2024年8月28日発表。主要11か国と北欧3か国の合計販売台数と電気自動車(BEV/PHV/FCV)およびHVシェアの推移(画像:マークラインズ)
2024年8月28日発表。主要11か国と北欧3か国の合計販売台数と電気自動車(BEV/PHV/FCV)およびHVシェアの推移(画像:マークラインズ)
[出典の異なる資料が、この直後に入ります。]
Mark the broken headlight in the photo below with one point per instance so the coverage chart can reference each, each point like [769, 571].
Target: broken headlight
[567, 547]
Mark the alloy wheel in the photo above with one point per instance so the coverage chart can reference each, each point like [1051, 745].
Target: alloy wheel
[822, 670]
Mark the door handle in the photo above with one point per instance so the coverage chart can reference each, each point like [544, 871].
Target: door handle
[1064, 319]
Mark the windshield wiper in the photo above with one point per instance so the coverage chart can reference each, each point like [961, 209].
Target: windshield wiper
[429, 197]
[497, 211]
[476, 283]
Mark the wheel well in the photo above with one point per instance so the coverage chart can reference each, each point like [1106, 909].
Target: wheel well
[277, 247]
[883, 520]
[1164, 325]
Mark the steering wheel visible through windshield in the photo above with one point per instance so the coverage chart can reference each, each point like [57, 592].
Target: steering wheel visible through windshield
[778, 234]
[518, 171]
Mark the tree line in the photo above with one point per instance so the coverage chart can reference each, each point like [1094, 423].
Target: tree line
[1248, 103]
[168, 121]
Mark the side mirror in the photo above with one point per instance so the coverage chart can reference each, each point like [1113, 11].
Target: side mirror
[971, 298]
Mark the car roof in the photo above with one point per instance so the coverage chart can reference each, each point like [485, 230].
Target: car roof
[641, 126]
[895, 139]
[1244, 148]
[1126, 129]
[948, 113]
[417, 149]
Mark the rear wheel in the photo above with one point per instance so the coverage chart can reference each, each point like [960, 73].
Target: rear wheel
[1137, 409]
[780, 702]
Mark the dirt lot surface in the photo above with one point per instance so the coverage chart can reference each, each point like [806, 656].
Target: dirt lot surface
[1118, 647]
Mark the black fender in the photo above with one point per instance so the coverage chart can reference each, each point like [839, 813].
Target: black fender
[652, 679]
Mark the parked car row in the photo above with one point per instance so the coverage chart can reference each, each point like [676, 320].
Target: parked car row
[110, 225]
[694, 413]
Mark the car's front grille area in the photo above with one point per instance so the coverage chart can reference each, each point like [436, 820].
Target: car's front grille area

 実は、欧州で販売台数を伸ばしているのは日産自動車だけではない。ここで、ACEAの集計による日系自動車メーカーの販売実績(EU、EFTA、英国)をみてみよう。

●2023年(年間)
・トヨタ:888(千台)10.2% ※レクサス含む
・日産:293(千台)23.1%
・スズキ:187(千台)41.6%
・マツダ:182(千台)30.2%
・ホンダ:60(千台)-9.8%
・三菱:42(千台)-25.1%

●2024年(1~6月)
・トヨタ:522(千台)16.1% ※レクサス含む
・日産:176(千台)18.2%
・スズキ:115(千台)27.6%
・マツダ:93(千台)-0.4%
・ホンダ:41(千台)44.2%
・三菱:37(千台)88.1%

 2023年は、半導体不足や船舶不足による製造台数縮小の反動で、ホンダと三菱を除きプラスとなっている。また、日産自動車をはじめトヨタ、スズキは、2024年(1~6月)もプラスを維持しており、前年に続いて堅調とみてもよいだろう。特にスズキは、

「新型スイフトの投入」

が功を奏し伸びが顕著だ。対前年の伸び率だけみると、多くの日系自動車メーカーが好調を維持しているようにみえるが、年間の販売台数(2023年)では、

・フォルクスワーゲングループ:332万4000台
・ステランティスグループ:212万8000台
・ルノーグループ:124万2000台

の上位勢に対し、トヨタでさえ桁が異なっているのが現状だ。つまり、そもそも欧州市場における

「日系メーカーのパイはそれほど大きくない」

といえなくもない。しかしながら、見方を変えれば成長の余地があることであり、2035年までにどれだけ伸ばせるかにかかっている。